Israeli-Danish cooperation in cancer research gets prize.

Israeli-Danish cooperation in cancer research gets prize.
 
The novelty in the mentioned project in cancer research is the use of a radiation called millimeter radiation and is based on a wavelength which has not been used before in cancer therapy. The so-called soft millimeter radiation differs from the type of radiation used so far. The conventional well known radiation kills the cancer cells by heating up to a temperature where the cells simply die but unfortunately this conventional radiation also kills the healthy cells which implies that both the intensity, the time of the treatment and the radiated area has to be kept down to a level where one does not utilize the full potential of the radiation.
 
The “new” radiation, however, does not harm the healthy cells or at most seems damage much less than the conventional radiation. The reason for that is that the new form for radiation does not kill cells by heating.

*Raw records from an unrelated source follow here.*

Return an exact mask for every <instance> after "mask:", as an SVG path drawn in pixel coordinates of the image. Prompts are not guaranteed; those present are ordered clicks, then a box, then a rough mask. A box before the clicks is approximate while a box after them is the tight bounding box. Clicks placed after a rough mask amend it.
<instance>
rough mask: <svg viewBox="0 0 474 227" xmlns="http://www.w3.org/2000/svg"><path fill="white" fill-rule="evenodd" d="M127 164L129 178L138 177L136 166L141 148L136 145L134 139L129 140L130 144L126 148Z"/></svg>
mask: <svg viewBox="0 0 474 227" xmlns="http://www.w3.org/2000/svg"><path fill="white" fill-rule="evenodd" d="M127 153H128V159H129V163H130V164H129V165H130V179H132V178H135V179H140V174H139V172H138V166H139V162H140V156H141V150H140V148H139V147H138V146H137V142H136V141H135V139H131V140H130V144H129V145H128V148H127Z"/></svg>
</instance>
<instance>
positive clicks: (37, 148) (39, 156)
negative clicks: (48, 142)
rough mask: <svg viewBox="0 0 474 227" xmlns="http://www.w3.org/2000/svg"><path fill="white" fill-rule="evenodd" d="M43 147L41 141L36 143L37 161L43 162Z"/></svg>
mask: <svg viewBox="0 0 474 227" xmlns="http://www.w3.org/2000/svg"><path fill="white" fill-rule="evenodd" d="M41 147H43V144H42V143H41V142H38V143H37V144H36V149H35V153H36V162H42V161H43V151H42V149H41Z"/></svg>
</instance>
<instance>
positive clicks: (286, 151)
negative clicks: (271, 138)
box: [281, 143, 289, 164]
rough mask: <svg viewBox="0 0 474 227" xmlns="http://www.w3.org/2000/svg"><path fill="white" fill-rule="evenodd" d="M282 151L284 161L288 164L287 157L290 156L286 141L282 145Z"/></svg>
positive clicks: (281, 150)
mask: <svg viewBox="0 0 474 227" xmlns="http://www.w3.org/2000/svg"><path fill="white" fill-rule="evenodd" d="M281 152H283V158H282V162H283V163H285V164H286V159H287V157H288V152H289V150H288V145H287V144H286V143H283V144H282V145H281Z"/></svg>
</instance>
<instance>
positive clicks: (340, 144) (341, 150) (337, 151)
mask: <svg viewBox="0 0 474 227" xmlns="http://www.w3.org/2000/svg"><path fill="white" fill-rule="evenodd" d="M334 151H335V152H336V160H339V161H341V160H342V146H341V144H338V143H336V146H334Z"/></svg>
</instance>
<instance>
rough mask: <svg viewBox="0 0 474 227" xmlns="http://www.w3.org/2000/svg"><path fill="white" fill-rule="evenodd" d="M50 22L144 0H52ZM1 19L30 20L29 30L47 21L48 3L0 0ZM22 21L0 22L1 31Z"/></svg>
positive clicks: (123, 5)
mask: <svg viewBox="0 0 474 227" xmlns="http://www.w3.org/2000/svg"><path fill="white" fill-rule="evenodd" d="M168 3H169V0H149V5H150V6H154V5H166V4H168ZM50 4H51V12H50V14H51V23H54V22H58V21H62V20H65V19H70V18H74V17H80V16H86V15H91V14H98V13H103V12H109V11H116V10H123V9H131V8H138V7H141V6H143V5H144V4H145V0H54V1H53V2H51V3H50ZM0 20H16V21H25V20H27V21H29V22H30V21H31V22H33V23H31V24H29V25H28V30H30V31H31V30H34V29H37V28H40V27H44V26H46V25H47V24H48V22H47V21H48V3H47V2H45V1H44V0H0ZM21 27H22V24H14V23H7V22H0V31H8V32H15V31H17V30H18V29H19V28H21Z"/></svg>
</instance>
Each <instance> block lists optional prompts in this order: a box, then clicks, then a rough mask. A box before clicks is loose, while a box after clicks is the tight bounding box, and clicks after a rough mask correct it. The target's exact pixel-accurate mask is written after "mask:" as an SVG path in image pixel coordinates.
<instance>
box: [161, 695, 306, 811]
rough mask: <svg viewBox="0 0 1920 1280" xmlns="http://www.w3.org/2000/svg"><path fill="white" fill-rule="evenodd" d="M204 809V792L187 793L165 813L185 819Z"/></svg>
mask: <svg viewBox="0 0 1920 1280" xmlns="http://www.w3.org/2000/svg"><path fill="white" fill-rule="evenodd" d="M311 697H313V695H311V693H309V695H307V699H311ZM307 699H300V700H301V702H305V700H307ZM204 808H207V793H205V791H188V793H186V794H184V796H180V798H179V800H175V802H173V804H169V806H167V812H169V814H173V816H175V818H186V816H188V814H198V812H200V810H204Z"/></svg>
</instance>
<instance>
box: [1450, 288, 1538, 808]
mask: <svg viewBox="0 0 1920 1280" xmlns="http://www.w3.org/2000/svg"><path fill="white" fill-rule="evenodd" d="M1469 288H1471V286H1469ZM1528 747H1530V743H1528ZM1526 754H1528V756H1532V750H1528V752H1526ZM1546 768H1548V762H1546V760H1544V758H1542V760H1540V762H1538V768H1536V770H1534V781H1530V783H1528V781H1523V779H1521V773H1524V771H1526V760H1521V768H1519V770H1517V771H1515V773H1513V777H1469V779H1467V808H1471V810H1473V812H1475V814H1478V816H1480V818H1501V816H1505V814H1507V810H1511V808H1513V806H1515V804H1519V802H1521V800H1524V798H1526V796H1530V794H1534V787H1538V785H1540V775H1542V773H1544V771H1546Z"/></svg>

A series of experiments performed in Ariel University Center consisted of irradiating human lung cancer cells. This kind of cancer cells was chosen for its extreme resistance to chemo-therapy methods. So far, there is no effective method of treatment of the human lung cancer.
The observed in our experiments effects are the following: 1. The cells change significantly their sizes and forms. 2. Large (“monster”) cells begin grow. 3. Nucleus of the cells destruct giving mortality increase. 4. There appear cells with more than two nucleus thus indicating on DNA damage which interrupts the process of the cell’s division and proliferation. These effects cannot be explained by the heating of the medium. The two groups are now trying to explain the effect of the mm-radiation by analyzing the changes the radiation implies on the very molecular and genetic structure of the cells.
 
The results of the research, which is still in the very beginning, occurred so promising that the project was supported by The Carlsberg Foundation, which is formed by the Carlsberg Brewery and also very recently has received a prize from the Danish Fraenkel Foundation, which supports research within Cardiology and Cancer.
 
The Israeli team counts three professors in Physics who originated the research: Prof K. Komoshvili, Prof. J. Levitan and Prof. A. Yahalom. Moreover is Prof Kapilewitch connected to the project and Dr S. Aronov, who is a molecular biologist.
 
The Danish researchers are from Denmarks Technical University and counts among others the weel known physicist Henrik Bohr – a grandson of the jewish physicist and Nobel Prize winner, and a nephew of Aage Bohr also a Nobel Prize winner.